The company also has a growing list of lower-carbon energy projects under development. For example, it's working to jointly develop a low-carbon blue ammonia project in the U.S. that could start up in the 2027-2028 time frame. It also won the right to build another offshore wind farm in Europe that could start up around 2030. The company is also working to jointly develop a carbon capture and storage hub that would help capture and sequester carbon dioxide from its proposed blue ammonia project, among other sources.
Enbridge's growing list of lower-carbon energy projects should supply it with steadily climbing cash flow. It expects its cash flow per share to rise by 3% annually through 2025 and then by a 5% annual rate post-2025. That should enable the company to continue increasing its dividend, which currently yields 7%. Enbridge has given its investors a raise for 28 straight years.
2. EnLink: Tapping into a potentially massive opportunity
EnLink Midstream has an extensive energy infrastructure position in the U.S. Gulf Coast region. That positions it to capitalize on two major long-term growth trends: LNG and carbon capture and sequestration.

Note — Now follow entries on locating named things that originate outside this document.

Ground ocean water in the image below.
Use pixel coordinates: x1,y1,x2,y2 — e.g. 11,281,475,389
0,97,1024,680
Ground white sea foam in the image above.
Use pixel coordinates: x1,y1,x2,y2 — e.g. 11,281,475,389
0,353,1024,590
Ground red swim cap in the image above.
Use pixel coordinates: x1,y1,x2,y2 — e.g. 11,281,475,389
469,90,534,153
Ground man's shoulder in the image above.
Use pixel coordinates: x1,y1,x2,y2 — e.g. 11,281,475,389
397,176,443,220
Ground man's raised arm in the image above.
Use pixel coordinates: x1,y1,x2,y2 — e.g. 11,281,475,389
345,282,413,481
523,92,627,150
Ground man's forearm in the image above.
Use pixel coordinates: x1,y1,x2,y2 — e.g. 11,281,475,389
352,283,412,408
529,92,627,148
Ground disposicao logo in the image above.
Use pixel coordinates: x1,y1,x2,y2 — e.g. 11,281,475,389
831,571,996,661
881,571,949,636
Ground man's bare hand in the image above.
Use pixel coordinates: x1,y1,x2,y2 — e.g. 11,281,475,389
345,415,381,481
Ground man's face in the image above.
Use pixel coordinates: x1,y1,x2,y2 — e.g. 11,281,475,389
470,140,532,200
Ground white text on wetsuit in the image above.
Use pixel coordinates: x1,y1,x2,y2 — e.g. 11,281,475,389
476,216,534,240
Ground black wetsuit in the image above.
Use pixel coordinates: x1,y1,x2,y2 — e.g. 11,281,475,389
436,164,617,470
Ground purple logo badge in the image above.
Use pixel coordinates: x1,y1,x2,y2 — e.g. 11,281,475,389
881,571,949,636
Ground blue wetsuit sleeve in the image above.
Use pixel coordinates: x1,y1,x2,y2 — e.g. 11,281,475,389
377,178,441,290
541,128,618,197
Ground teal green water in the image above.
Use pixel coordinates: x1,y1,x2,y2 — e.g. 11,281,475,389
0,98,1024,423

North American LNG volumes could triple over the next 10 years as more countries import the lower-carbon fuel to power their economies. Those growing gas export volumes should provide EnLink with additional opportunities to expand its gas pipeline capacity.
In addition, the company is an early mover in carbon capture solutions. It signed a long-term contract with oil giant ExxonMobil to build a dedicated carbon dioxide pipeline in Louisiana. The company sees enormous potential to capture a larger slice of the potentially massive carbon capture opportunity over the coming years:
Those dual growth drivers should supply EnLink with more fuel to increase its dividend. The company boosted its payout by 11% earlier this year. It now yields 4.9%.
3. Kinder Morgan: A leader in lower-carbon energy infrastructure
Kinder Morgan is a leading operator of natural gas infrastructure. Like EnLink, it has a strong strategic position in the U.S. Gulf Coast, positioning it to capitalize on growing LNG demand.
As that slide showcases, Kinder Morgan has already secured contracts to transport 10 billion cubic feet of natural gas per day to support LNG exports. It's evaluating opportunities that could double that capacity in the future. Those growing gas volumes would supply the company with more cash flow to support its dividend, which currently yields 6.6%.
Kinder Morgan is investing in other lower-carbon infrastructure, including renewable natural gas (RNG) production, renewable fuels hubs, and carbon capture and sequestration. The company expects to more than double its RNG production capacity this year. It has more projects in the pipeline to grow that capacity in the future.
Kinder Morgan's growing lower-carbon businesses should supply it with more fuel to increase the dividend. The company delivered its sixth consecutive annual dividend increase earlier this year.
The fuel to continue growing
The world economy needs a growing supply of energy to continue expanding. While the long-term plan is to transition to renewables, it will need a lot of fossil fuels in the interim.
That should drive growth for companies focused on supporting lower-carbon fossil fuels, like Enbridge, EnLink, and Kinder Morgan. It should give these energy infrastructure companies the fuel to sustain and grow their high-yielding dividends. This makes them great options for income-seeking investors to buy and hold through at least 2030.